Council members said on Wednesday the matter would be sent back to the public works department for further consideration. But Jim Gross, director of public works, said on Thursday he didn't yet know how the city will proceed.
"I hope to have some direction by the end of the week," he said.
The council voted 3-2 against awarding the job to York Waste, the low bidder on a four-year contract. Penn Waste, the city's current hauler, was the second-high bidder.
Penn Waste President Scott Wagner spoke at Wednesday's meeting, claiming both irregularities in the process and that without the "fuel escalator" portion of the contract, his company might be the low bidder. A fuel escalator allows reimbursement to either the city or the hauler, based on changes in the price of fuel.
Gross said on Thursday there were "no irregularities" in the bidding process.
He said the city has used the fuel escalator model for its last two contracts. Without it, he said, contractors are left to guess at future fuel prices, likely submitting higher bids.
"I think it's more fair to have it in there," Gross said.

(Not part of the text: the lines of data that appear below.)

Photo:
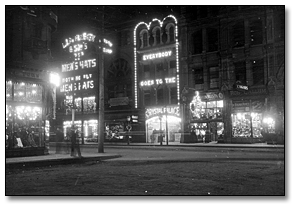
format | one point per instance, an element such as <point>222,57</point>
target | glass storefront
<point>156,127</point>
<point>90,131</point>
<point>87,128</point>
<point>246,124</point>
<point>114,131</point>
<point>23,123</point>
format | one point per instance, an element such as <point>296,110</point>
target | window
<point>214,77</point>
<point>171,34</point>
<point>191,11</point>
<point>145,39</point>
<point>173,95</point>
<point>157,36</point>
<point>8,91</point>
<point>173,64</point>
<point>256,35</point>
<point>240,71</point>
<point>197,42</point>
<point>147,98</point>
<point>89,104</point>
<point>238,34</point>
<point>198,76</point>
<point>160,96</point>
<point>212,39</point>
<point>203,11</point>
<point>258,72</point>
<point>78,104</point>
<point>146,71</point>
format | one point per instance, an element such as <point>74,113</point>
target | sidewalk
<point>64,158</point>
<point>53,158</point>
<point>177,144</point>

Council members Michael Helfrich, Henry Nixon and David Satterlee voted against the contract. Helfrich said he voted no with the hope of further exploring recycling options and saving taxpayer money.
Council President Carol Hill-Evans and Councilwoman Renee Nelson voted in favor.

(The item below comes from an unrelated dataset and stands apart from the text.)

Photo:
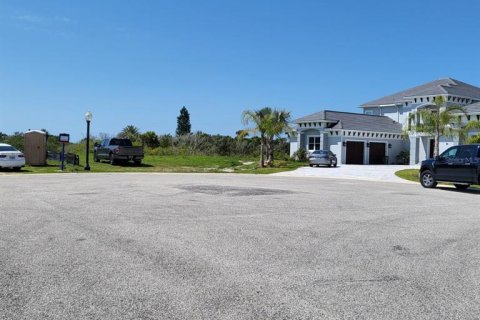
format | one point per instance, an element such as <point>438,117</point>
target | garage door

Hill-Evans said she was surprised by the vote. Members discussed the bids in committee before selecting York Waste, and Hill-Evans said there should have been no issue.
"All the questions should have already been answered," she said. "That's the point of committee meetings."
By the numbers
York City Council voted against approving the low bidder for a four-year trash contract. Below are the bids for twice-per-week service.
--- York Waste: $5,874,965
--- Penn Waste: $6,244,583
--- Waste Industries: $10,260,450
The 'fuel escalator'
The "fuel escalator" portion of York City's trash contract pegs the price of fuel at the start of the contract, then allows for reimbursement either to the city or the hauler, based on fuel price fluctuations.
Penn Waste President Scott Wagner said that measure makes bidding unfair, because his trucks use diesel fuel while York Waste has a new fleet of natural-gas-powered trucks.
Wagner asked to have the fuel escalator removed, allowing for a flat bid price disconnection from price fluctuations.
Jim Gross, the city's public works director, said the fuel escalator is a hedge against wild swings in prices, and leads to lower bids.
Don Isabella, of York Waste, said while his company has trucks powered by natural gas, those are not what the company planned to use in the city.
York Waste's bid was based on using diesel-powered trucks, he said.